Failure to Timely Report Alleged Abuse, Neglect, and Drug Diversion
Penalty
Summary
The facility failed to ensure that all alleged violations involving abuse, neglect, exploitation, or mistreatment—including injuries of unknown source—were reported immediately, or within the required timeframes, to the administrator and appropriate authorities. Specifically, the facility did not report to the State Survey Agency allegations of drug theft and misappropriation of resident property by a medication aide (MA A), nor did it report the theft of 80 controlled substance tablets that occurred when a licensed vocational nurse (LVN A) left medications unattended at the nursing station. Multiple anonymous complaints were received alleging that MA A was misappropriating resident medications and items, and a video surfaced showing MA A injecting herself with medication in the facility’s central supply closet.
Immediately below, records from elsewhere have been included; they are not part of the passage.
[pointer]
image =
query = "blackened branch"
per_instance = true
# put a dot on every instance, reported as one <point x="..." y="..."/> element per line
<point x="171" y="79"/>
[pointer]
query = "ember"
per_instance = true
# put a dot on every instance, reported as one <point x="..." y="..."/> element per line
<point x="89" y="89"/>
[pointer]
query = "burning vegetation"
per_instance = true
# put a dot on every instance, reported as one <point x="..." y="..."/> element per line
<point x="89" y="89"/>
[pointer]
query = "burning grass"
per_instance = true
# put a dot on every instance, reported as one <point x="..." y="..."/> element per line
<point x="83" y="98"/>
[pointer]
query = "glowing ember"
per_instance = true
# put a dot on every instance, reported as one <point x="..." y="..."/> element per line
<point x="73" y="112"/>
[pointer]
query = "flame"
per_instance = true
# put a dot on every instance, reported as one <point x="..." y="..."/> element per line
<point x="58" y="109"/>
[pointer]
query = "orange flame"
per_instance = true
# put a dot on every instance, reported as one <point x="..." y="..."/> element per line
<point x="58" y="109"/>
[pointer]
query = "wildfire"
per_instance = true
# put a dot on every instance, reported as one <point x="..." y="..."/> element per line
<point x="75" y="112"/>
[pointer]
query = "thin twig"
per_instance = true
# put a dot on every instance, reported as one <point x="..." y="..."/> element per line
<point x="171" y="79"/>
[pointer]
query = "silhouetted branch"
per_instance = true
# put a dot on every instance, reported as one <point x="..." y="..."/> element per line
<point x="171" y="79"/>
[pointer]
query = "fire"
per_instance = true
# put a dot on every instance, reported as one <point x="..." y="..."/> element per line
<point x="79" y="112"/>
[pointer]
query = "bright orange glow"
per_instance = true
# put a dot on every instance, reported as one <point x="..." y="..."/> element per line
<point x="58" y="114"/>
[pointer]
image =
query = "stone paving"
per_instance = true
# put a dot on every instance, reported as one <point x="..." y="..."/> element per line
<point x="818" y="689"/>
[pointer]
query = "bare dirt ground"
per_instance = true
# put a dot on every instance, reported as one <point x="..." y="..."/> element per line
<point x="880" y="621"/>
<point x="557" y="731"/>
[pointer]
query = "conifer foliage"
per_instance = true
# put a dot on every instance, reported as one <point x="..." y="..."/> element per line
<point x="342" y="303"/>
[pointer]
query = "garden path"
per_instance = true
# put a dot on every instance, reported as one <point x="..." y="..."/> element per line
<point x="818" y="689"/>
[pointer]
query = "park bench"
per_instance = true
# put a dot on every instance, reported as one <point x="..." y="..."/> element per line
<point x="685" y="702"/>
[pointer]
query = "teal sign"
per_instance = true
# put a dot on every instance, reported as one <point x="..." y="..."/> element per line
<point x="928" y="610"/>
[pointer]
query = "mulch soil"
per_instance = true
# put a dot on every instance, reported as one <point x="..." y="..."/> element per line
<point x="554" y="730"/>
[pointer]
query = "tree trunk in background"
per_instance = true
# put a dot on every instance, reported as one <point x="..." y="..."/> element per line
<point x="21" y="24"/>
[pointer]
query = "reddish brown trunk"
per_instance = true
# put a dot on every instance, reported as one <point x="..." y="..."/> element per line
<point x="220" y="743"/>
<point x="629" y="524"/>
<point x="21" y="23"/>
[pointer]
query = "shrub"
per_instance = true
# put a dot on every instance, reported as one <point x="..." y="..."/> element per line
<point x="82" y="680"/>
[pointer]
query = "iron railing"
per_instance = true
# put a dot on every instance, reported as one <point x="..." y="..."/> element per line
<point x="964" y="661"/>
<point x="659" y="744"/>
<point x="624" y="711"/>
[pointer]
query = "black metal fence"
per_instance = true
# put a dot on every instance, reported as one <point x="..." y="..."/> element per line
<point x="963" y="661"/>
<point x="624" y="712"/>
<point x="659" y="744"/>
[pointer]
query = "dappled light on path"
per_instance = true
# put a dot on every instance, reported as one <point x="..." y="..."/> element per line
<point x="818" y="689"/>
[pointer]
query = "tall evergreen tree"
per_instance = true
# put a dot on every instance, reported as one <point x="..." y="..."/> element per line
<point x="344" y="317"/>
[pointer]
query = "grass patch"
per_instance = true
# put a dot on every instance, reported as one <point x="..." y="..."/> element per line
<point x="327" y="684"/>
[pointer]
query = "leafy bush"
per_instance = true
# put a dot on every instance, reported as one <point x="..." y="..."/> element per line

Despite these allegations and evidence, the facility did not submit any Facility Reported Incidents regarding MA A to the state agency, and MA A was not suspended or restricted from medication access during the investigation. In the case of the missing controlled substances, LVN A signed for a delivery of 80 controlled substance tablets, left them unattended at the nursing station, and later discovered them missing. The facility did not report this drug diversion to the State Survey Agency. Interviews revealed that the medications were left out for an extended period, and the facility’s investigation included drug testing only certain staff, searching common areas, and reviewing the incident, but did not include a comprehensive search or assessment of all individuals who may have had access. The facility’s leadership, including the Administrator and Regional Clinical Director, believed that the incident was not reportable because the medications were intended for the automated dispensing system and not for a specific resident. Facility policies required prompt and thorough investigation of theft or misappropriation of resident property, including notification of appropriate agencies within 24 hours and suspension of accused employees pending investigation. However, these policies were not followed in the cases involving MA A and LVN A. The Administrator and other leaders acknowledged that reporting requirements were not met, and that the facility did not fully investigate or report the incidents as required by federal and state regulations.